The properties of H_{2}S and H_{2}Se are similar, although the selenide is more acidic with pK_{a} = 3.89 and the second pK_{a} = 11, or 15.05 ± 0.02 at 25 °C.

==Preparation==
Industrially, it is produced by treating elemental selenium at T > 300 °C with hydrogen gas. A number of routes to H_{2}Se have been reported, which are suitable for both large and small scale preparations. In the laboratory, H_{2}Se is usually prepared by the action of water on Al_{2}Se_{3}, concomitant with formation of hydrated alumina. A related reaction involves the acid hydrolysis of FeSe.
Al_{2}Se_{3} + 6 H_{2}O ⇌ 2 Al(OH)_{3} + 3 H_{2}Se
H_{2}Se can also be prepared by means of different methods based on the in situ generation in aqueous solution using boron hydride, Marsh test and Devarda's alloy. According to the Sonoda method, H_{2}Se is generated from the reaction of H_{2}O and CO on Se in the presence of Et_{3}N. H_{2}Se can be purchased in cylinders.

==Reactions==
Elemental selenium can be recovered from H_{2}Se through a reaction with aqueous sulfur dioxide (SO_{2}).
2 H_{2}Se + SO_{2} ⇌ 2 H_{2}O + 2 Se + S
Its decomposition is used to prepare the highly pure element.

==Applications==
H_{2}Se is commonly used in the synthesis of Se-containing compounds. It adds across alkenes.
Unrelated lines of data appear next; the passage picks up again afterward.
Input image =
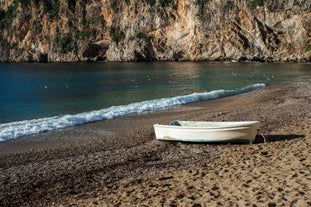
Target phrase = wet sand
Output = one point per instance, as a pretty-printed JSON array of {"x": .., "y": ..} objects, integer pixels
[{"x": 119, "y": 162}]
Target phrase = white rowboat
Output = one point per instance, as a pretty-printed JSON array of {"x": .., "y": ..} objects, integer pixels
[{"x": 201, "y": 131}]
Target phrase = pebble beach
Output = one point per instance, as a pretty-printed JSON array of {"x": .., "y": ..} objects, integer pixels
[{"x": 120, "y": 163}]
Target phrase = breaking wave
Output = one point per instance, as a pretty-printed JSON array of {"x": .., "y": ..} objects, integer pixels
[{"x": 14, "y": 130}]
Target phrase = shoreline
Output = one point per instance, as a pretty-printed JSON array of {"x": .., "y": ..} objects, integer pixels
[{"x": 119, "y": 162}]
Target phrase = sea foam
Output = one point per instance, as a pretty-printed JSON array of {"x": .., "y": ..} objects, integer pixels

Illustrative is the synthesis of selenoureas from cyanamides:

H_{2}Se gas is used to dope semiconductors with selenium.

==Safety==
Hydrogen selenide is hazardous, being the most toxic selenium compound and far more toxic than its congener hydrogen sulfide. The threshold limit value is 0.05 ppm. The gas acts as an irritant at concentrations higher than 0.3 ppm, which is the main warning sign of exposure; below 1 ppm, this is "insufficient to prevent exposure", while at 1.5 ppm the irritation is "intolerable". Exposure at high concentrations, even for less than a minute, causes the gas to attack the eyes and mucous membranes; this causes cold-like symptoms for at least a few days afterwards. In Germany, the limit in drinking water is 0.008 mg/L, and the US EPA recommends a maximum contamination of 0.01 mg/L.

Despite being extremely toxic, no human fatalities have yet been reported. It is suspected that this is due to the gas' tendency to oxidise to form red selenium in mucous membranes; elemental selenium is less toxic than selenides are.